Shwed also criticises the competition for putting their portfolios together via acquisition: "One of our strengths is we have not been hugely acquisitive," he says. "With other companies you end up with a whole series of acquired point products that are rarely well integrated. They often do not work well together. Apart from Zone Labs we have not really made acquisitions, so all of our technology is pretty much the same architecture. That fits well because it means we can use our R&D; more effectively [than the competition]. We do not have to deliver different roadmaps for five or six applications all with different architectures."
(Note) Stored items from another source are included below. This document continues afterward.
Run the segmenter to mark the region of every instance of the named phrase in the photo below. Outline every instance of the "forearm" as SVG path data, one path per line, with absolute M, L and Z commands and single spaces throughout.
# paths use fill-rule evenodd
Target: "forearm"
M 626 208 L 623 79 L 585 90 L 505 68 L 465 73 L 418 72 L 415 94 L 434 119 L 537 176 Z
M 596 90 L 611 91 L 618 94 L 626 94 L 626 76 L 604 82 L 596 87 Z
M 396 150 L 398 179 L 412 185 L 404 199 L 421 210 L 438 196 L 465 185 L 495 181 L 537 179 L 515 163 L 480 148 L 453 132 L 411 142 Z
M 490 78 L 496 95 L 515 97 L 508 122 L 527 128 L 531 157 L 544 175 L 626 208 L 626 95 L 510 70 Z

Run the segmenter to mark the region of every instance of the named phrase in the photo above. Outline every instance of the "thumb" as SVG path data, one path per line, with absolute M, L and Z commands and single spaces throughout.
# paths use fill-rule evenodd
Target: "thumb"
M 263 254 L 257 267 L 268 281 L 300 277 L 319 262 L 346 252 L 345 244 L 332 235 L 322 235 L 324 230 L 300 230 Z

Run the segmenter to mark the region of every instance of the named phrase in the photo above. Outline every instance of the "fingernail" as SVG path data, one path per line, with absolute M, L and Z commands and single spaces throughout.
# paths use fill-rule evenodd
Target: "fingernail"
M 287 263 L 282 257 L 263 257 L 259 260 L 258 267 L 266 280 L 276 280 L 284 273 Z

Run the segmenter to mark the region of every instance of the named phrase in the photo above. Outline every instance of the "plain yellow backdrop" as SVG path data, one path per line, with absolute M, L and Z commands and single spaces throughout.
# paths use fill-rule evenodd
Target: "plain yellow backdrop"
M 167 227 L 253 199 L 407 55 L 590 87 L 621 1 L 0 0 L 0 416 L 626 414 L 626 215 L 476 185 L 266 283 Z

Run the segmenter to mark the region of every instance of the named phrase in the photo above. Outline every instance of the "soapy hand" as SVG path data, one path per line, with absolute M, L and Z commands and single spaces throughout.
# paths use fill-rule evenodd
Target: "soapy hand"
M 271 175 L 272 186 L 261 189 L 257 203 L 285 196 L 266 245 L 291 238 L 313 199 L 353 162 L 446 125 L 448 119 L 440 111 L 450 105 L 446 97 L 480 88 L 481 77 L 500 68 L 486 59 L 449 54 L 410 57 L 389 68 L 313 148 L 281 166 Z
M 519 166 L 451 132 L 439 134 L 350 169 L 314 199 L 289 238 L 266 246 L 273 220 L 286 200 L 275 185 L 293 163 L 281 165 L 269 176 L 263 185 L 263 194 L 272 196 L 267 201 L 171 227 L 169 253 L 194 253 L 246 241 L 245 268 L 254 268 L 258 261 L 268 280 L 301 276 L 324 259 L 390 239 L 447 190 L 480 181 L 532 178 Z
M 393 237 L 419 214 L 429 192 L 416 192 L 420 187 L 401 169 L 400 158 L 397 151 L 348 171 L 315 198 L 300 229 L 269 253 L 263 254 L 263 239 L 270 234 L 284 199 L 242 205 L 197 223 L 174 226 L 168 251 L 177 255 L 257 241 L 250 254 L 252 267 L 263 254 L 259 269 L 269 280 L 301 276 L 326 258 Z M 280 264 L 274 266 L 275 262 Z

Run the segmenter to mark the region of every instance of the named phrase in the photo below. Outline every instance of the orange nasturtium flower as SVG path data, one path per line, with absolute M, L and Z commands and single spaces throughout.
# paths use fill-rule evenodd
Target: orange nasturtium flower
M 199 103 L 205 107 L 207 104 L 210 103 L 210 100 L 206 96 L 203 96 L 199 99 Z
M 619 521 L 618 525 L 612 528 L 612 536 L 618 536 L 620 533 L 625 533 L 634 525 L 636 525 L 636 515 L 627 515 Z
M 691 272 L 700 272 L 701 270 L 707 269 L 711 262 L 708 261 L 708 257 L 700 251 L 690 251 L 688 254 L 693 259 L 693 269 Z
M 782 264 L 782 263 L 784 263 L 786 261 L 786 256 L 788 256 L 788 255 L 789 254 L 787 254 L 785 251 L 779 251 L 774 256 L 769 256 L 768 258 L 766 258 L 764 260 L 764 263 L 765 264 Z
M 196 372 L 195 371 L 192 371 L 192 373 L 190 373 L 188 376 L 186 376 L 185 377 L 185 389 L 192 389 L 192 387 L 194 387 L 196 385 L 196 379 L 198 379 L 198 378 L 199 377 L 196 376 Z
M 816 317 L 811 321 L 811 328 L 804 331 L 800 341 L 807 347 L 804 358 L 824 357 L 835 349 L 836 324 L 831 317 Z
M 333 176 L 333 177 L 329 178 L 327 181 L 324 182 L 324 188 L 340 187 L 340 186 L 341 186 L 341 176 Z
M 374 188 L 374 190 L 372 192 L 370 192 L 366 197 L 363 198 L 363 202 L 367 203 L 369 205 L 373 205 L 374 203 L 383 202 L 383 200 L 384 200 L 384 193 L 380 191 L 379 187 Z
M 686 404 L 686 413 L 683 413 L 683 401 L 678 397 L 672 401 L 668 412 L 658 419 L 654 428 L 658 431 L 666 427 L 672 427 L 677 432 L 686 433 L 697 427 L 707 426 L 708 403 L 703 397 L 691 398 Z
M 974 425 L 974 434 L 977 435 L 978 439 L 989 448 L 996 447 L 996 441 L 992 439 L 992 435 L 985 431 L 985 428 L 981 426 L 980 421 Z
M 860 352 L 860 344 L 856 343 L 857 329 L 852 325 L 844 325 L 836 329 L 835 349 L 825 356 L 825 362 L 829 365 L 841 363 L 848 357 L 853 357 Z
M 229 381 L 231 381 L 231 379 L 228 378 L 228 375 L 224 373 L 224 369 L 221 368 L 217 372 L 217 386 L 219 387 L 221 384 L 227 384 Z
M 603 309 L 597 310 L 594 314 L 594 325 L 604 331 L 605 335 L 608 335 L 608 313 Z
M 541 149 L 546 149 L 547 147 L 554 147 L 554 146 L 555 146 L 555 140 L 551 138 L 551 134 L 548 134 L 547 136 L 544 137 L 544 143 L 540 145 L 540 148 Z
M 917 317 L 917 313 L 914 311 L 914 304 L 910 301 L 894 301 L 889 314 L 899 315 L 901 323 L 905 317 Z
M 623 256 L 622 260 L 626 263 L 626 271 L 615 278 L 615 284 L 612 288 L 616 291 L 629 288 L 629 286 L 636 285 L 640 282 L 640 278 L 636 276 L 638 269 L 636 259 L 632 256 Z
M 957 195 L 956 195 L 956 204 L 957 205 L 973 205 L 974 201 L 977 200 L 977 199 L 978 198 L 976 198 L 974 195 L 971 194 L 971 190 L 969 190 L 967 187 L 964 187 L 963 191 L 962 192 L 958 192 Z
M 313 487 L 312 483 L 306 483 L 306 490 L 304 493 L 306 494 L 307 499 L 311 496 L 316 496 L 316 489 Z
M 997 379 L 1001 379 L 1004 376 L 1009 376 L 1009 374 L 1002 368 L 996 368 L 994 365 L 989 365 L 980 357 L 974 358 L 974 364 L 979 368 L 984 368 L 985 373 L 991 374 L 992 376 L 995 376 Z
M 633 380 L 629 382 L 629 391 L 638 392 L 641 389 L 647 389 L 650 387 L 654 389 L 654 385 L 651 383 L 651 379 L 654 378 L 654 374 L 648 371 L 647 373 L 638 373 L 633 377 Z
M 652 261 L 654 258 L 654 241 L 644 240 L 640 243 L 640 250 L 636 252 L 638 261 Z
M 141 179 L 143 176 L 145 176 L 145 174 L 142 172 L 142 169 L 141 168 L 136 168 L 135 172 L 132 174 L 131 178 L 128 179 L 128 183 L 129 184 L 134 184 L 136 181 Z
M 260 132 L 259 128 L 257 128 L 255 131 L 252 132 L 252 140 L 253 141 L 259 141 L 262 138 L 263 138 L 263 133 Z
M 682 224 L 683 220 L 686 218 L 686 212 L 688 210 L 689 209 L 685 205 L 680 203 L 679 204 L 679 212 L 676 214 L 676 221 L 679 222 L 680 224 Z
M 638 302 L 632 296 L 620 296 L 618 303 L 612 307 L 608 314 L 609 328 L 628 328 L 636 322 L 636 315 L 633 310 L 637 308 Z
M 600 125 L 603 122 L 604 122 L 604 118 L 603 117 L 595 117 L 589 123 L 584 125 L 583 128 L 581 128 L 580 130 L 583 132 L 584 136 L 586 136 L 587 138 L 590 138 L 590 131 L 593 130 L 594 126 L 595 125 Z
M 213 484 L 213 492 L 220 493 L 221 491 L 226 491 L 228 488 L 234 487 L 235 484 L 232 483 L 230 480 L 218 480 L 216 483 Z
But Check Point has acquired - it bought Zone Labs for $205m in cash at the tail end of 2003. Zone Labs was perhaps best known for its free and paid-for versions of ZoneAlarm personal firewall software, which it offers to consumers and businesses. But before it had been acquired it had been touting heavily its Integrity enterprise endpoint security system, which is now a fundamental part of Check Point's NGX platform.
According to Nacht there is integration work with Zone Labs still to do: "NGX is a huge step forward but yes, we are going to embrace [Zone Labs] Integrity tighter into the suite. We are doing that this year. Already Eventia Analyser and Reporter can accept events from Integrity and start analysing them. We are going to roll that out further."
So does the acquisition of Zone Labs in 2003 suggest that Shwed is now more open to the idea of acquisitions? Again, he is ambivalent: "The right way to build a software architecture is to build most of it in-house. But the Zone Labs buy should not be thought of as an exclusive acquisition - quite the contrary," he says. "But the main focus is not just any acquisitions: they have to target the broad Check Point market, be able to be integrated into our platform, and fit our strategy. If they meet all of those then we will not hesitate." Before he adds: "I also have a strong preference for healthy companies." If they need to be quite as healthy as Check Point, he may have a long search ahead of him.
Check Point knows it faces increasingly stiff competition from Cisco, Juniper and plenty of others. But its strategy of sticking to its knitting, and building its platform in-house wherever possible, has kept it in rude health so far. It may not be seeing stellar new licence growth, but NGX should help to drive new customer wins, as well as keep its all-important installed base happy.